“Erin Brockovich” is a true story of empowerment that follows the undervalued, yet resourceful title character (Julia Roberts) as she and the law firm she works for take on a utility company that has contaminated drinking water in a small desert town with chromium 6, which was determined to have led to cases of cancer.
A strong supporting cast includes Albert Finney, Aaron Eckhart and Peter Coyote.
Though many feel that director Steven Soderbergh may be handicapped by a split vote (he also directed the nominated “Traffic”), this the kind of socially conscious film the Academy often likes. Still an underdog, the movie has real potential to get the Oscar nod.
“Crouching Tiger, Hidden Dragon” is an instant classic. Li Mu Bai (Chow Yun-Fat) is an honored warrior who is secretly in love with Shu Lien (Michelle Yeoh). In the hands of other directors, the complicated plot would have disintegrated into a tacky kung-fu movie. In the hands of Ang Lee, the film is an intricate gem.
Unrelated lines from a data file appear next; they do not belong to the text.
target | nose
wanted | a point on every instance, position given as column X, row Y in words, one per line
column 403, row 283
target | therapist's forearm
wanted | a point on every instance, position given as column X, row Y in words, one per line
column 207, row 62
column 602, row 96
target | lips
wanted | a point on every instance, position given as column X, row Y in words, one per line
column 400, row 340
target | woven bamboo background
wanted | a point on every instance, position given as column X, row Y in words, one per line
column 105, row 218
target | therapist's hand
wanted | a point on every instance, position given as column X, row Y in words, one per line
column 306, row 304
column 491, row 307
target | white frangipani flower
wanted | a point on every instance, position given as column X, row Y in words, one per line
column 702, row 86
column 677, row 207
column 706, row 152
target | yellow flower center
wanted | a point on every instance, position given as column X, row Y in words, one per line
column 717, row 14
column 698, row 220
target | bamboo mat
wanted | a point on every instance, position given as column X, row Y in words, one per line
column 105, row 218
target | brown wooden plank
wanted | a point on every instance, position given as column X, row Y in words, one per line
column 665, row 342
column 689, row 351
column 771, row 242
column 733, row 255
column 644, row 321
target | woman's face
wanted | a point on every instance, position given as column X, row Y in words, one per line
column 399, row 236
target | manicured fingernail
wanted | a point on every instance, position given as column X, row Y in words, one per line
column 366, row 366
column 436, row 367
This film is also nominated for Best Foreign Language Film, and it will probably take that category instead, since the Best Picture Oscar rarely goes to imported films. But, Lee did recently win the Directors Guild’s top award. Whoever wins that award usually wins again at the Oscars. This one is a toss-up.
When the dying caesar (Richard Harris) in “Gladiator” chooses Maximus (Russell Crowe) to succeed him as leader of Rome, he is imperiled by Commodus, the caesar’s son (Joaquin Phoenix). He is thought to be executed and his wife and son are killed. Through a long chain of events, Maximus becomes a gladiator who fights for his life and seeks revenge for his family.
This film won the Golden Globe for best film, a strategic advantage. The film’s effects are impressive, but its story is nothing new. The Academy may resist voting for this film since it is merely a rehash of old formulas. Director Ridley Scott, was nominated previously for “Thelma & Louise,” and is a strong contender this time out.
“Traffic” is a contemporary thriller whose title refers to the seamy and often hidden world of drug trafficking. The multilayered story follows Judge Robert Wakefield (Michael Douglas), Mexican policeman Javier Rodriguez (Benicio Del Toro) and an unknowing drug kingpin’s wife, Helena Ayala (Catherine Zeta-Jones)in what is three movies in one.
The director, again Steven Soderbergh, is known for his mastery at getting under a character’s skin. Competing against his other film, “Erin Brockovich” is a handicap for this film. Though a strong film, it is not likely to win the Oscar.
Vianne Rocher (Juliette Binoche) in “Chocol?t” is a stranger in town, and a single mother, who opens a “chocolaterie” in a provincial French village just as Lent begins. The Comte de Reynaud (Alfred Molina), the town’s moral leader, prompts the town to shun the confectionary temptress, branding chocolate sinful.
The film is very picturesque and technically well made. The characters are complex, yet the story is simple and classic.
Director Lasse Halstrîm was nominated last year for “The Cider House Rules” but lost to “American Beauty” This is also a very strong contender.